Earlier this month at their Redefine Possible event in Britain, EMC announced EMC ProtectPoint, a new data protection offering that they believe can redefine backup by combining the performance of snapshots with the functionality of backups. Yet at the time, few people noticed.
“The London launch headlines were ‘defining the data centre’, ‘defining flash’ and ‘defining scale out,’ and the fact we aligned this release to that announcement meant there was a lot else to talk about,” said Caitlin Gordon, senior manager of product marketing at EMC, who handles Data Domain and ProtectPoint. “We were also embedded into the VMAX 3.0 press release, as opposed to handled separately.”
Gordon said the technology is fundamentally different from anything else out there, and comes from EMC’s internal resolution to make their storage and backup integrate better.
“Given the problems customers are having with backup today, we considered that since we are a major data protection vendor, and the number one storage vendor, we had to look at how we could make those two talk together more intelligently,” Gordon said. “Making our primary storage talk intelligently to our backup required a lot of different pieces coming together into one solution.”

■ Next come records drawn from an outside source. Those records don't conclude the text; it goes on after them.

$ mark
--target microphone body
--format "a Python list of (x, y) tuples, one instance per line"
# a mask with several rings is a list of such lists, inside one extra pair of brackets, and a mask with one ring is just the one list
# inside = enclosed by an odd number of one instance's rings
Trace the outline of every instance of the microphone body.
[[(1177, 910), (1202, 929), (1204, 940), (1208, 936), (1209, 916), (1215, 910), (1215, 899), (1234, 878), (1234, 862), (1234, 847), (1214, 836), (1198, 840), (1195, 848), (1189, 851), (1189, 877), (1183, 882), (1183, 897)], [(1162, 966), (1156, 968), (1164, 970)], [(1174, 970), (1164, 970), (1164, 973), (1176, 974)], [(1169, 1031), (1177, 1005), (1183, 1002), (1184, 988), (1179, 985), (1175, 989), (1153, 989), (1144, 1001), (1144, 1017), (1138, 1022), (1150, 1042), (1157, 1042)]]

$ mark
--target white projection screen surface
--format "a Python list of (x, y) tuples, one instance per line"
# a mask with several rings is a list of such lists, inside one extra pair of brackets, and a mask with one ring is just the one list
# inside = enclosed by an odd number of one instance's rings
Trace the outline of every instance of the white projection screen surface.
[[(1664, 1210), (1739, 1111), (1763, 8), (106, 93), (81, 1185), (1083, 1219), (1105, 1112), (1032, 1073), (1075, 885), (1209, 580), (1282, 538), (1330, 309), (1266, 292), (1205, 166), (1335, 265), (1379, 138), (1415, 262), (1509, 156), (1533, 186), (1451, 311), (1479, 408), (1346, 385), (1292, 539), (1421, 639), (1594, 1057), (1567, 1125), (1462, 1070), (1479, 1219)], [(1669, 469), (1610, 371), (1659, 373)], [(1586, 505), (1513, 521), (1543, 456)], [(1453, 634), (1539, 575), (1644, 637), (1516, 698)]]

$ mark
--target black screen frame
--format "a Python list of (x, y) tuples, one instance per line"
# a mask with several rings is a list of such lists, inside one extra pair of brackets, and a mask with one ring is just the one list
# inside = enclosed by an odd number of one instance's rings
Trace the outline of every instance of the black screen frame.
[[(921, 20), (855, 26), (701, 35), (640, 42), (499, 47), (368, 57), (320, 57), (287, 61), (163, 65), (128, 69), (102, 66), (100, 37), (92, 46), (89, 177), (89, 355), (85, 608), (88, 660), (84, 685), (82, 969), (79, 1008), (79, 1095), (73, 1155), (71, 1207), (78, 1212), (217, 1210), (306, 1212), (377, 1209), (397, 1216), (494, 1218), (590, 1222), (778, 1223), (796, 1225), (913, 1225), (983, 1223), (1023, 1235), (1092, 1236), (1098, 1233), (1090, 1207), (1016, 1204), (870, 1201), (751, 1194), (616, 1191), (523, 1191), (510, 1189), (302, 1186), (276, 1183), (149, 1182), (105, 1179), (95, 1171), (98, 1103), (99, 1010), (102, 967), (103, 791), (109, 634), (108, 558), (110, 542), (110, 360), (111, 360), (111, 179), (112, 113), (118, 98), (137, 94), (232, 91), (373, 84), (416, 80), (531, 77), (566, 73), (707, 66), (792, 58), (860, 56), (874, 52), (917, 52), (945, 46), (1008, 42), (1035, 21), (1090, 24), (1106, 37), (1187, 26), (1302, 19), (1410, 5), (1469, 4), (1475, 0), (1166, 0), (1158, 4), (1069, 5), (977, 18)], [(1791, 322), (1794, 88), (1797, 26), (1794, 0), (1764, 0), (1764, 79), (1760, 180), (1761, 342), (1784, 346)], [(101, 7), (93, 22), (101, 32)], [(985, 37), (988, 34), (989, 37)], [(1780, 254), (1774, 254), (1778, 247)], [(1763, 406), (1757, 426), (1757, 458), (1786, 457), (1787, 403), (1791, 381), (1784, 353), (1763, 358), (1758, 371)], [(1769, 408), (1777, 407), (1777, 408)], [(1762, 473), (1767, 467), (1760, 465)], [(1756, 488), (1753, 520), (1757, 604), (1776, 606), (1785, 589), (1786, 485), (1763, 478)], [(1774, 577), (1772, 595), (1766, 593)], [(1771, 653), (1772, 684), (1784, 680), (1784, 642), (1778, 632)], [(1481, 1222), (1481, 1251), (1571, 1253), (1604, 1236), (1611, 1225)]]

ProtectPoint does this by integrating primary storage and protection storage, so that while in conventional backup all data passes through the application server and impacts the application, ProtectPoint eliminates this impact. Instead the primary storage sends changed blocks directly to Data Domain, which uses the changed blocks to create full backups in native format.
“What makes this possible is the changed block tracking technology in VMAX 3.0,” Gordon said. “It keeps track of changes in the blocks and dedupes them, and sends only the changed blocks from the primary storage to Data Domain, so only unique data gets sent across the network.”
This new approach provides a myriad of benefits, Gordon said. Taking application servers out of the backup path eliminates the impact on the application, and delivers up to ten times faster backup because of the direct backup from primary storage to protection storage, which takes application servers out of the backup path. It also removes the need for traditional backup infrastructure.
“It’s so much simpler than traditional backup, and you don’t need a backup server, it’s completely eliminated,” Gordon said.
So does ProtectPoint make EMC’s Avamar and Networker backup products obsolete? Not likely.
“Different applications have different requirements,” Gordon said. “This one fits in between what snapshots give you and what backup gives you. The big thing is the very fast RPO [Recovery Point Objectives] which we have down to minutes. But it’s for short term retention, typically a matter of days. Avamar and Networker, on the other hand, have a much longer RPO of between 12 and 24 hours, but they are for years of retention.”
Because ProtectPoint is enabled by taking advantage of the changed block tracking technology in VMAX 3.0, it also has another, short-term limitation. Right now, VMAX 3.0 is the only primary storage it supports. Gordon said the intent is to broaden this out to other arrays, but there is no public road map of when this will happen.
Gordon said ProtectPoint opens up strong new opportunities for EMC channel partners.
“This gives a very unique and differentiated data protection story that ties together two leading solutions – VMAX and Data Domain – in a joint story,” she said. “Customers’ mission critical applications demands are growing so fast, they can’t meet SLAs any more. It’s a huge opportunity for partners to expand the conversation about how you are protecting the storage.”
ProtectPoint is scheduled for availability in Q4 of this year. In addition to the VMAX 3.0 array, it supports Data Domain 4500, 7200, and 990 with OS 5.5, the Oracle 11g or 12c Database, and Unix or Linux.